The case concerns two major issues. The first is whether laws requiring underage girls to inform their parents before getting an abortion must contain an exception to preserve the mother's health. The second is how strict a legal standard those who challenge abortion laws must meet to win their cases.
The court agreed to hear Ayotte vs. Planned Parenthood of Northern New England on a day when a visibly weaker Chief Justice William Rehnquist presided on the bench. Rehnquist is battling thyroid cancer, and most court observers expect him to retire when the court completes its current session at the end of June.
Simultaneously, the Senate is facing an epic battle — set to begin in earnest with a test vote on May 24 — over President Bush's nominees to federal judgeships.
Democrats have insisted on the right to stall the approval of Bush nominees to whom they have strong ideological objections, using a debate tactic known as a filibuster. Meanwhile, many Republicans and conservative religious leaders are calling for changing Senate rules to assure up-or-down votes on all Bush nominees.
Besides Rehnquist, observers anticipate as many as three other justices may leave the Supreme Court before the end of Bush's term in 2009. For many years, the court has been closely divided on several controversial issues. Its last major abortion decision, in 2000, was rendered on a 5-4 vote. Since federal judgeships — including the Supreme Court — are granted for life, Bush may have an opportunity to have a significant impact on the court's ideological balance for the next three decades or more.
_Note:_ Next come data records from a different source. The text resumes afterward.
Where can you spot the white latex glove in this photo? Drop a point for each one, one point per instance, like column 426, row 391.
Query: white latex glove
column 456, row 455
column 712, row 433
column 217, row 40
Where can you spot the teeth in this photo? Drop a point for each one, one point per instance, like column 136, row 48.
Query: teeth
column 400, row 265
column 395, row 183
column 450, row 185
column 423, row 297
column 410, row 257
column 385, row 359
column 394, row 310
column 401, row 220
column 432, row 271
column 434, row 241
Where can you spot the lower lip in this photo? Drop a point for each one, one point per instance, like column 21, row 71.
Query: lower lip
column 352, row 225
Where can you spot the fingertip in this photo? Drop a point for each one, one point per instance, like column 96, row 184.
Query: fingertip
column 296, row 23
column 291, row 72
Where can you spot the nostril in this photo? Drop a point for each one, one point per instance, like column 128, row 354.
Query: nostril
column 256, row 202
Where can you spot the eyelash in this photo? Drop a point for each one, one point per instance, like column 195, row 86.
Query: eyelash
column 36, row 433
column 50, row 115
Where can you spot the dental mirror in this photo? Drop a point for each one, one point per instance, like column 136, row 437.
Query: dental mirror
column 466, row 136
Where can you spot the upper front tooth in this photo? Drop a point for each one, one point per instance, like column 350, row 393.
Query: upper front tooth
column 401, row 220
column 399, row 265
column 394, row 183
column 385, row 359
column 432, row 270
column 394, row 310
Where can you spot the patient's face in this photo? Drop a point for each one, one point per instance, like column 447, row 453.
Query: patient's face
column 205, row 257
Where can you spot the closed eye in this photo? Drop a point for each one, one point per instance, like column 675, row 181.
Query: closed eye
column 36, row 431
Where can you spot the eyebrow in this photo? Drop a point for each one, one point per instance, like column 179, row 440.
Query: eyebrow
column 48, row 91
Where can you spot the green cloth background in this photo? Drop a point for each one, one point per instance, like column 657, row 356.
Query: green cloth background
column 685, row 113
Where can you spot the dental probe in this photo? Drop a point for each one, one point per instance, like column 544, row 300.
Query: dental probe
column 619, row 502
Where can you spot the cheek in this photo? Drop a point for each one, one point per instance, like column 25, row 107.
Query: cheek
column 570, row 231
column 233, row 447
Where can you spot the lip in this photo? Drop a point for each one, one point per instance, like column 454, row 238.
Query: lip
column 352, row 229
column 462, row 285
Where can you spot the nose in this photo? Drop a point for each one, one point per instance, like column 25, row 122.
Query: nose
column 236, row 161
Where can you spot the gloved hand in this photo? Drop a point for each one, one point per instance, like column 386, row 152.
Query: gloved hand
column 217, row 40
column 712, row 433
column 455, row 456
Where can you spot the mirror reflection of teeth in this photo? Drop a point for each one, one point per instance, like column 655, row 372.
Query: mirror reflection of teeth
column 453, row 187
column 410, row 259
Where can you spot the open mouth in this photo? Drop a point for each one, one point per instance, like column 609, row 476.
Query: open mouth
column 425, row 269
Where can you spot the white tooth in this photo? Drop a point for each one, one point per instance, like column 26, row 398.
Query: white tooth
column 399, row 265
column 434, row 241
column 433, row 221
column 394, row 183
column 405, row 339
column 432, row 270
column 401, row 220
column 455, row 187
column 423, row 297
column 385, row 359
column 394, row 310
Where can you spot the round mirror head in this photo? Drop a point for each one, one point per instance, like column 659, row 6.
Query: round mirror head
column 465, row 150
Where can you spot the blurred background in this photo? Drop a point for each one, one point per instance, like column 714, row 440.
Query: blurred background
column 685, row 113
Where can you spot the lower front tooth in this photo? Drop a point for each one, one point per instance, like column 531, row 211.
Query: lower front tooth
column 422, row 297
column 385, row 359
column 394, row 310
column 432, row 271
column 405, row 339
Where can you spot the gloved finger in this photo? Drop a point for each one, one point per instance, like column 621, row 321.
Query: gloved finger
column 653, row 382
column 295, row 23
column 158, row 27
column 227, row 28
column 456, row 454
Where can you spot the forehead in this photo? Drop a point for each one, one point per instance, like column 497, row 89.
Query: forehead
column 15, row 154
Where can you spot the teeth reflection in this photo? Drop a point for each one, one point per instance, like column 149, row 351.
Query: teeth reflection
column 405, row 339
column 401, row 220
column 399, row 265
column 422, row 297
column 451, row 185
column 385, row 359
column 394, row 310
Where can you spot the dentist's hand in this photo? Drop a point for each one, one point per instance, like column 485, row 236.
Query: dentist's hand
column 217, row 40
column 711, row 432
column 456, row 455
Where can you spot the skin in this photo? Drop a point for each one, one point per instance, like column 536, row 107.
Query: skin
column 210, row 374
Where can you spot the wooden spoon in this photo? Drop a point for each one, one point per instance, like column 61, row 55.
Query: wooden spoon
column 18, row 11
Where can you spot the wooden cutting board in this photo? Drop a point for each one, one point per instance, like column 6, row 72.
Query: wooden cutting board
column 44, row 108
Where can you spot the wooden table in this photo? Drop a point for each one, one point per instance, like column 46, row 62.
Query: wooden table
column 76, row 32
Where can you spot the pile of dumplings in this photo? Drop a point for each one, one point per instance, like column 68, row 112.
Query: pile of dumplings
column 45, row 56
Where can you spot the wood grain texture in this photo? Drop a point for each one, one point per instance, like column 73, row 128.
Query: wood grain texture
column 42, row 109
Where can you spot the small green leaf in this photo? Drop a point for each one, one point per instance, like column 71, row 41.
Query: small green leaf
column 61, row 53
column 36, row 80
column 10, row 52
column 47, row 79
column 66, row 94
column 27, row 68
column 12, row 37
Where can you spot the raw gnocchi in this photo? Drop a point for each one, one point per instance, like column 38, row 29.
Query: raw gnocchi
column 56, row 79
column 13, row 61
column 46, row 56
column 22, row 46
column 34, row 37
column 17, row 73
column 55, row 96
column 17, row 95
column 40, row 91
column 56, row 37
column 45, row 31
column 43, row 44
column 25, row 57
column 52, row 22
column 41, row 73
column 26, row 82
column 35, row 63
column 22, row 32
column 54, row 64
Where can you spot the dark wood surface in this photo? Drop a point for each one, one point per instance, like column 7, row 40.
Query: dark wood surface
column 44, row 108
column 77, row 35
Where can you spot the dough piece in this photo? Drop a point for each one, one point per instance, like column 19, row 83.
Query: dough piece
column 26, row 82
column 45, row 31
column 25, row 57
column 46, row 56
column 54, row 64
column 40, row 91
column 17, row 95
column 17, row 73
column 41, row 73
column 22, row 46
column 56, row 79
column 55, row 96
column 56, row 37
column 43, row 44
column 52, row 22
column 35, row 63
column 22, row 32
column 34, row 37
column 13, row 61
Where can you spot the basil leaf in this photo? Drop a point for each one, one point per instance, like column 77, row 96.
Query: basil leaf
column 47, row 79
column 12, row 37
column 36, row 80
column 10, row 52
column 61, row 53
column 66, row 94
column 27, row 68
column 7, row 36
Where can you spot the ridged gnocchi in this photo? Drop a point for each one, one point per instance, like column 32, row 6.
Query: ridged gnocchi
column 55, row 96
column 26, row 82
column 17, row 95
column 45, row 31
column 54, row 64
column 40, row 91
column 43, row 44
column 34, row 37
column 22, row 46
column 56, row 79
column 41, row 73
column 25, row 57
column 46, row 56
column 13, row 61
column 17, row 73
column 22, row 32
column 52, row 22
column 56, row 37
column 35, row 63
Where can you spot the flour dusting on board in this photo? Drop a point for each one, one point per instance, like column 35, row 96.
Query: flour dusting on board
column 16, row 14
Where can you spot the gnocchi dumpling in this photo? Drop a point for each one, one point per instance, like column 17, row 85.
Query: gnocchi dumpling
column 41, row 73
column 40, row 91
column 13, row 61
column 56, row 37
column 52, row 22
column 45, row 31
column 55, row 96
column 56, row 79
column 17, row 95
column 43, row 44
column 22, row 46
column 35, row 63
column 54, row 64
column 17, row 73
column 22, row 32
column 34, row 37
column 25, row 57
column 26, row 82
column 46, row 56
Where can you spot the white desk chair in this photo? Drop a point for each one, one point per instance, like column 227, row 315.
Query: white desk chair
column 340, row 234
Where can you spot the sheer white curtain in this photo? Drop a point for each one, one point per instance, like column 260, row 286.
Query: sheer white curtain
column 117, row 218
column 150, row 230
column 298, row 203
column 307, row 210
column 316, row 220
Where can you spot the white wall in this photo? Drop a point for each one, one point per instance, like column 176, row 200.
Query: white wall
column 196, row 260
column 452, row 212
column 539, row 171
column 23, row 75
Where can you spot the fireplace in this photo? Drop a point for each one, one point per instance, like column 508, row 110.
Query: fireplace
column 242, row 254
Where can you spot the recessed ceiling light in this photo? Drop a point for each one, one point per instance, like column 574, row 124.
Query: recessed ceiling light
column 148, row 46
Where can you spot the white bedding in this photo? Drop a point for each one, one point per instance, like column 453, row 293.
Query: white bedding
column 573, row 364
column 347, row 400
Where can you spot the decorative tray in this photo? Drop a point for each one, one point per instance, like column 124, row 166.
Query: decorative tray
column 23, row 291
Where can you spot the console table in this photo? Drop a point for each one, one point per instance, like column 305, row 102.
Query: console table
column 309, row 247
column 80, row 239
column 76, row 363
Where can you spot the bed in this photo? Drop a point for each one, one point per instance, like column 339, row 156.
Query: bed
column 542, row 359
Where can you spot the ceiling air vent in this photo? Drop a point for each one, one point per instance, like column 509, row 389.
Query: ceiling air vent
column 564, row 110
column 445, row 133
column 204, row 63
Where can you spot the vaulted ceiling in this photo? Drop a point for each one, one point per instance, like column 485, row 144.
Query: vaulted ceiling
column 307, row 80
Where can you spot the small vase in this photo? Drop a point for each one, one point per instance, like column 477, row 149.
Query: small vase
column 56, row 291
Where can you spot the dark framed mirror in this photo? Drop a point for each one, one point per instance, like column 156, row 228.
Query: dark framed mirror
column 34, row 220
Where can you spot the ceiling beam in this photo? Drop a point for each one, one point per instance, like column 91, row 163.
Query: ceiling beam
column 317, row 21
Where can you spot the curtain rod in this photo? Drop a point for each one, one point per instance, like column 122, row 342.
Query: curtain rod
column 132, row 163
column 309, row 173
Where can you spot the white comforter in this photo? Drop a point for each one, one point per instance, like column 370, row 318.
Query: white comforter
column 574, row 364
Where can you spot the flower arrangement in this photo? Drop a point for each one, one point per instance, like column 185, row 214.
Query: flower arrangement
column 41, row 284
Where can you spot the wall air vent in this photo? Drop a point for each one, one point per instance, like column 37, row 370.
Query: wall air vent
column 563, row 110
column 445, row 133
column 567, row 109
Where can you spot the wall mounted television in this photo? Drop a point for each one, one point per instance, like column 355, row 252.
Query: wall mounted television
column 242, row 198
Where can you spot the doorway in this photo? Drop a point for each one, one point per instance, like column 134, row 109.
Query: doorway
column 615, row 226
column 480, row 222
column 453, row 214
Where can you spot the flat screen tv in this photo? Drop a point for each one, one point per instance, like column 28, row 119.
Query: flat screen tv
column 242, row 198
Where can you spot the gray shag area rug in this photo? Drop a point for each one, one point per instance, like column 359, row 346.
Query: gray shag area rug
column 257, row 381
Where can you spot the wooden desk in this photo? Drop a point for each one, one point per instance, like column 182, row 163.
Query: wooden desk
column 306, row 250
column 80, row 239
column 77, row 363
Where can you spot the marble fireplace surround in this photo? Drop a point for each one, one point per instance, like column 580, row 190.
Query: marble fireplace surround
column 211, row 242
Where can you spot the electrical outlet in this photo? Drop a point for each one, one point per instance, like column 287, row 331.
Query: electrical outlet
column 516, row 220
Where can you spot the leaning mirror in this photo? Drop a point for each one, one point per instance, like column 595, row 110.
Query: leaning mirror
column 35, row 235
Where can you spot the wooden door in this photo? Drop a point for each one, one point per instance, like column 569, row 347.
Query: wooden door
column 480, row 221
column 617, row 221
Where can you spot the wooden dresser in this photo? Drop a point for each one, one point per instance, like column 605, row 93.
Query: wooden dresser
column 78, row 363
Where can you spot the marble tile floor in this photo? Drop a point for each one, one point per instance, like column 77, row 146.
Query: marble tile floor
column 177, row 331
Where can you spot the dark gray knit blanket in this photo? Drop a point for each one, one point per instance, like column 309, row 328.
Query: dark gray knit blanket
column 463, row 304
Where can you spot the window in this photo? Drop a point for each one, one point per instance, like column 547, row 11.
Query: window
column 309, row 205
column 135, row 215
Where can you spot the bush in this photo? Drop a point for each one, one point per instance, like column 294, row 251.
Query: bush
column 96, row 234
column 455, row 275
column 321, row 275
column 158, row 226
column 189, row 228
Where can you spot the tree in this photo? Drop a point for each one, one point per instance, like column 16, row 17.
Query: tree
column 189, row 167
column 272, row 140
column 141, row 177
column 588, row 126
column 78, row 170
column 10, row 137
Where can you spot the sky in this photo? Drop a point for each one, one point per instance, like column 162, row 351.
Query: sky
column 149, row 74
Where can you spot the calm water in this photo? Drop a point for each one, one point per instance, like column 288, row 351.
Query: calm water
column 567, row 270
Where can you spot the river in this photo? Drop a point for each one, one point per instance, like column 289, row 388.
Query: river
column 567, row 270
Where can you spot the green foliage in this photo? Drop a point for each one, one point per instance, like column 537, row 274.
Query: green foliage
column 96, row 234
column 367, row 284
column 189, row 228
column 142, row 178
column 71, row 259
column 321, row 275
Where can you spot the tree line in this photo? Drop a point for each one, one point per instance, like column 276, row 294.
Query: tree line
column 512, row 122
In that 2000 ruling, the majority said any restriction on a woman's right to choose an abortion would have to contain an exception if carrying the pregnancy to term would put the mother's life or health at risk. The court also has upheld the necessity of such exceptions in other cases following its landmark 1973 Roe vs. Wade decision, which legalized abortion nationwide.
In the latest case, an abortion-rights group challenged the constitutionality of a 2003 New Hampshire law requiring minors to notify their parents or guardians before having an abortion. The law did not contain an exception for the health of the minor.
The 1st U.S. Circuit Court of Appeals struck the statute down, citing previous Supreme Court decisions requiring health exceptions for other restrictions on abortion rights.
But New Hampshire's attorney general appealed the circuit court's ruling, arguing that those challenging abortion restrictions must prove there is no set of circumstances under which such a restriction would be unconstitutional.
In previous decisions, the Supreme Court has followed a much lower standard for overturning restrictions on abortion rights. It has ruled in several cases that laws imposing a substantial burden on any woman's right to terminate her pregnancy were unconstitutional. However, it has never explicitly rejected the higher standard for which New Hampshire is asking.
The justices will not hear oral arguments in the case until their 2005-2006 term begins in October.